Sebuah Pesan dari The Interpreter

The Interpreter

The Interpreter

Bagi yang belum pernah menonton film The Interpreter, Kutu bahas dikit yah ceritanya. Alkisah, film yang rilis tahun 2005 ini menceritakan tentang sebuah negara fiktif yang bernama Matobo yang terus dilanda konflik. Seorang penerjemah di markas besar PBB yang bernama Silvia Broome, tiba-tiba terjebak di antara konflik tersebut, hingga ia dikejar-kejar pembunuh.

Kutu sendiri awalnya tertarik dengan judulnya, The Interpreter, sebuah profesi yang begitu menarik, terutama buat penerjemah amatir kayak Kutu gini, hee. Kedua, bintang utama wanitanya itu Nicole Kidman, keliatan anggun banget apalagi pas pake kacamata (uwoooooo …). Tapi tetep sih, gak bisa ngalahin Natalie Portman, eh😀

Adegan menarik terjadi di akhir cerita ketika Silvia menggugah keprihatinan sang presiden Matobo akan hal keji yang telah dilakukannya. Silvia memberikan buku yang dikarang sang presiden sendiri ketika masih muda, dan menyuruhnya membaca bagian pembukaan.

Tanpa disangka, pembukaan buku tersebut berisi satu paragraf yang benar-benar inspiratif, terkait hati manusia (kata-kata asli dari film itu adalah yang Kutu beri garis bawah):

The gunfire around us makes it hard to hear.

Dunia ini emang udah gila. Senjata dan kekerasan tersebar di mana-mana. Orang berlomba-lomba mengucapkan kebohongan demi menyelamatkan posisi dan meraih keuntungan. Bahkan, hingga media massa pun kayak beradu untuk menyiarkan berita yang bohong atau gak penting (gunfire!).

But the human voice is different from other sounds.

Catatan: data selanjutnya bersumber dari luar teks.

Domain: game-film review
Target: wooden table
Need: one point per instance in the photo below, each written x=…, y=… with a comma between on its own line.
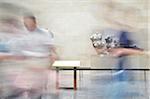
x=65, y=64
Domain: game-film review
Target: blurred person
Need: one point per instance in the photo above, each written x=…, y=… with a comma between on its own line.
x=32, y=27
x=24, y=58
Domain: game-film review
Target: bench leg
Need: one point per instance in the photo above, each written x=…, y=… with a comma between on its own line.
x=75, y=78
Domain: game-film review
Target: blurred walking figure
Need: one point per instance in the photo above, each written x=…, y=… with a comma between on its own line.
x=24, y=57
x=32, y=27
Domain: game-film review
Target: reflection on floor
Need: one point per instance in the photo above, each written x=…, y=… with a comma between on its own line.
x=99, y=85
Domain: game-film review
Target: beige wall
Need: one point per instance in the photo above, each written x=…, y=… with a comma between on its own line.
x=73, y=21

Tapi di tengah kekacauan dan kemunafikan itu, kita harus tetep optimis. Tuhan telah memberi kita satu senjata untuk merubah itu semua, yaitu hati dan ucapan manusia, yang begitu unik dan bisa begitu berpengaruh untuk membawa sebuah perubahan.

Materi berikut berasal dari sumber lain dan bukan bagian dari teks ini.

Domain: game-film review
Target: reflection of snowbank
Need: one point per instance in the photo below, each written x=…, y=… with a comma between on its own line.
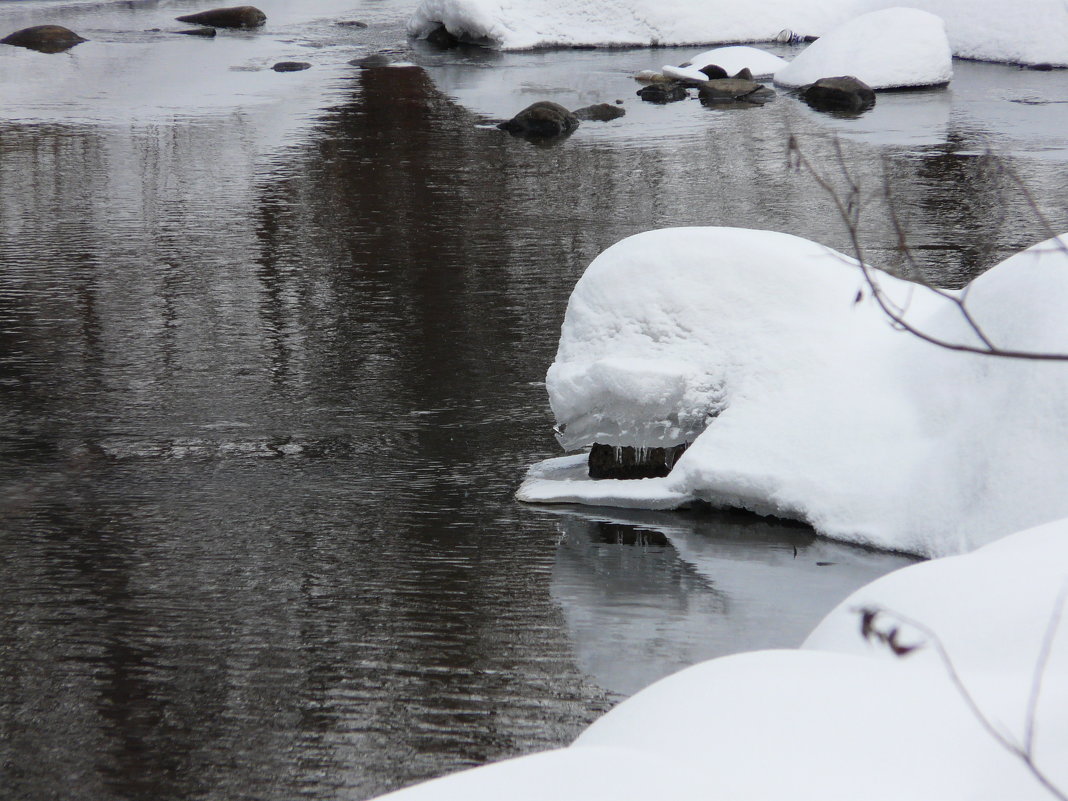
x=822, y=411
x=978, y=29
x=885, y=49
x=841, y=719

It can be heard over noises that bury everything else.

Sekalipun ditutup-tutupi sekencang apapun, sebuah suara yang berasal dari hati dan nurani manusia pasti akan terdengar. Kadang suara itu bisa berupa ucapan, perbuatan, hingga hanya sekedar tatapan mata penuh arti, jess … berubahlah semua. Tapi harus diusahakan lhoo.

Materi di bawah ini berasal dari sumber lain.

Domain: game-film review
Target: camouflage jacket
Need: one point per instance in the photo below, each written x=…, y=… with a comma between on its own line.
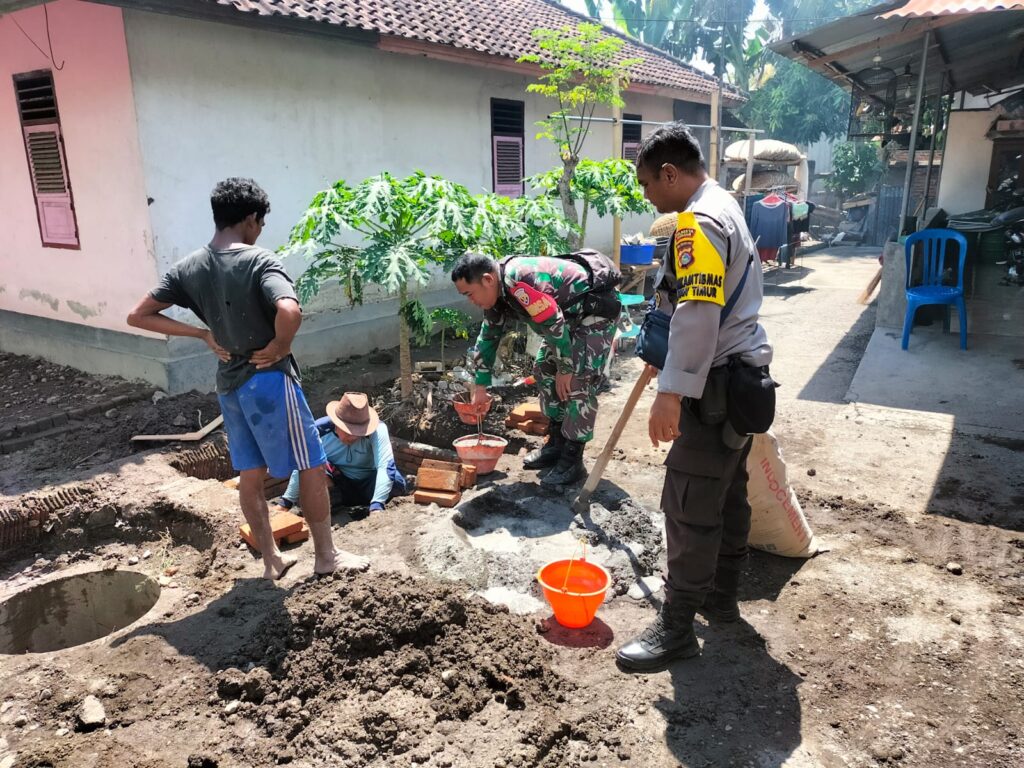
x=539, y=291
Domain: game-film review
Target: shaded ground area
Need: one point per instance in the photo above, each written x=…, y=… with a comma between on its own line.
x=31, y=388
x=899, y=645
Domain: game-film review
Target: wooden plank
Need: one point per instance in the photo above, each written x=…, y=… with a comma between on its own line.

Even when it’s not shouting, even when it’s just a whisper.

Tak perlu muluk-muluk memikirkan pengaruh yang besar. Mulailah dari hal-hal kecil, untuk orang-orang terdekat, dan mulailah saat ini juga. Percaya deh, semua perubahan itu dimulai dari perubahan-perubahan kecil yang terus berkelanjutan hingga (syukur-syukur) jadi sejarah.

Even the lowest whisper can be heard, when it’s telling the truth.

Tapi bisikan-bisikan pembawa perubahan itu ada syaratnya : KEJUJURAN. Kalau nggak jujur, kata-kata kita gak ada bedanya sama gunfire-gunfire yang beterbangan. Tapi karena kejujuran itu, orang lain bisa tergugah dan akhirnya terbawa semangat untuk memperjuangkan perubahan.

*****

NB : Hati itu hebat, sekalinya buruk seluruh tubuh jadi buruk, sekalinya baik seluruh tubuh jadi baik.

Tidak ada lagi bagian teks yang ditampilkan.